In applications that involve matrix/tensor decompositions, it is often a good idea to exploit available “structure”. We discuss various types of structure and recent advances in the exploitation.

First, the entries of factor matrices are often not completely arbitrary. For instance, factors are expected to be reasonably smooth, they may contain a number of peaks, etc. We will elaborate on possibilities that emerge if factors admit a good approximation by polynomials, rational functions, sums-of-exponentials, … The use of such models has potentially many advantages. It may allow a (significant) reduction of computational and storage requirements, so that (much) larger data sets can be handled. It may increase the signal-to-noise ratio, as noise is fitted less well by the model. Some models come with factorizations that are essentially unique, even in cases where only matrix data are available.

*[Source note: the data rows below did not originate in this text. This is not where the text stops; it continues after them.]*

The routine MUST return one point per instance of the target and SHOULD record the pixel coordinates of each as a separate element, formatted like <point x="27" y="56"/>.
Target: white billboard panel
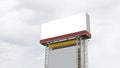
<point x="65" y="25"/>
<point x="63" y="58"/>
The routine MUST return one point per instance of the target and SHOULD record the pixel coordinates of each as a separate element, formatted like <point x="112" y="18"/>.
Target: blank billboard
<point x="65" y="25"/>
<point x="63" y="58"/>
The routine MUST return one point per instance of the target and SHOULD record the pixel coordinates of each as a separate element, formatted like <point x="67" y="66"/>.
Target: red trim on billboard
<point x="80" y="33"/>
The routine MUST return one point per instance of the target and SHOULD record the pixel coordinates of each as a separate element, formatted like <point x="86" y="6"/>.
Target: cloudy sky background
<point x="20" y="24"/>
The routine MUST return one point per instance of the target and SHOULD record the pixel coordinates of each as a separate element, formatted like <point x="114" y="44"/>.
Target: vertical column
<point x="46" y="55"/>
<point x="81" y="52"/>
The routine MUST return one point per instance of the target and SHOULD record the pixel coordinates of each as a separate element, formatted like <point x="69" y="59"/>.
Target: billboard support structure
<point x="78" y="39"/>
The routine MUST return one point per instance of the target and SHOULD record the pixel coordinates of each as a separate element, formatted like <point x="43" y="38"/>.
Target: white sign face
<point x="63" y="58"/>
<point x="65" y="25"/>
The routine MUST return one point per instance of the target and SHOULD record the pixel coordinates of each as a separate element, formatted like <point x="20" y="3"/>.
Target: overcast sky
<point x="20" y="24"/>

Second, we focus on low multilinear rank structure, i.e., we consider data tensors that have a small Tucker core. Orthogonal Tucker compression is widely used as a preprocessing step in CANDECOMP/PARAFAC/CP analysis, significantly speeding up the computations. However, for constrained CP analysis its use has so far been rather limited. For instance, in a CP analysis that involves nonnegative factors, an orthogonal compression would break the nonnegativity. We will discuss a way around this.

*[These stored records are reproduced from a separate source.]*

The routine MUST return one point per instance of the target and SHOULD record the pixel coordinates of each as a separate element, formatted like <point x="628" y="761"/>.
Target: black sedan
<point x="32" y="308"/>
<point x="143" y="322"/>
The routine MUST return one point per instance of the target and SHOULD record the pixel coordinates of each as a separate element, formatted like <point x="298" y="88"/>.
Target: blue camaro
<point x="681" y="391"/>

Third, we focus on the analysis of multi-set data, in which coupling induces structural constraints besides the classical constraints on individual factors.

Fourth, we discuss (surprising) implications for the analysis of partially sampled data / data with missing entries. 

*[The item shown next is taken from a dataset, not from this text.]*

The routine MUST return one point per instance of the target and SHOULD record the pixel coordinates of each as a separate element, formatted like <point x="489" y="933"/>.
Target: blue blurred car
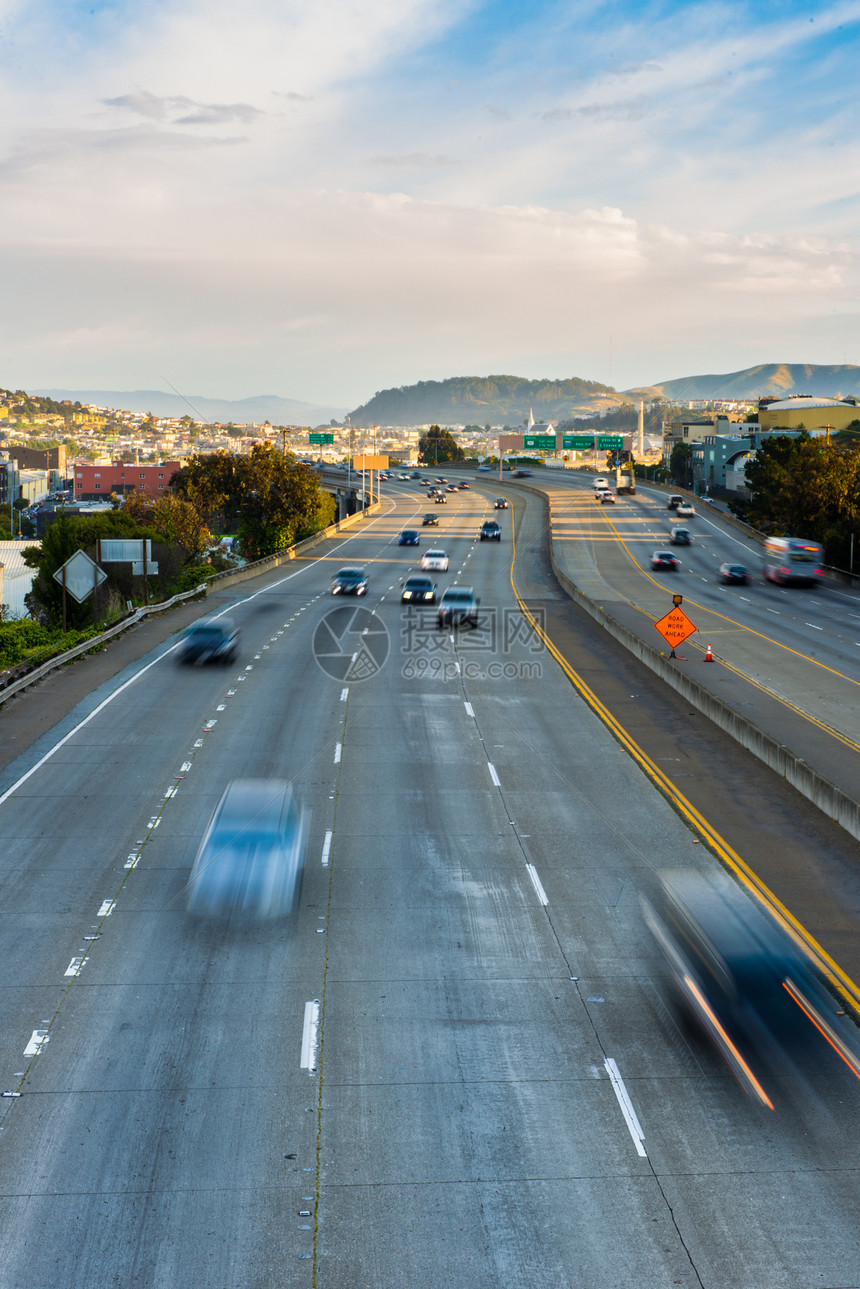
<point x="252" y="857"/>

In connection with chemometrics, aspects that we pay special attention to include: smoothness and peaks in spectra, nonnegativity of spectra and concentrations, large-scale problems, new grounds for factor uniqueness, data that are incomplete (e.g. because of scattering), and data fusion.

[1] Sidiropoulos N., De Lathauwer L., Fu X., Huang K., Papalexakis E. and Faloutsos C., "Tensor Decomposition for Signal Processing and Machine Learning", IEEE Transactions on Signal Processing, 2017, to appear.

[2] Vervliet N., Debals O., Sorber L., Van Barel M. and De Lathauwer L. Tensorlab 3.0, Available online, Mar. 2016. URL: http://www.tensorlab.net/ .

 

Mini-CV:

Lieven De Lathauwer received the Master’s degree in electromechanical engineering and the Ph.D. degree in applied sciences from KU Leuven, Belgium, in 1992 and 1997, respectively. From 2000 to 2007 he was Research Associate of the French CNRS. He is currently Professor at KU Leuven, affiliated both with the Group Science, Engineering and Technology of Kulak, and with the STADIUS Center for Dynamical Systems, Signal Processing and Data Analytics of the Electrical Engineering Department (ESAT). His research concerns the development of tensor tools for mathematical engineering. It centers on the following axes: (i) algebraic foundations, (ii) numerical algorithms, (iii) generic methods for signal processing, data analysis and system modelling, and (iv) specific applications. He was general chair of Workshops on Tensor Decompositions and Applications (TDA 2005, 2010, 2016). In 2015 he became Fellow of the IEEE for contributions to signal processing using tensor decompositions. In 2017 he became Fellow of SIAM for fundamental contributions to theory, computation, and application of tensor decompositions. Algorithms have been made available as Tensorlab (www.tensorlab.net) (with N. Vervliet, O. Debals, L. Sorber and M. Van Barel).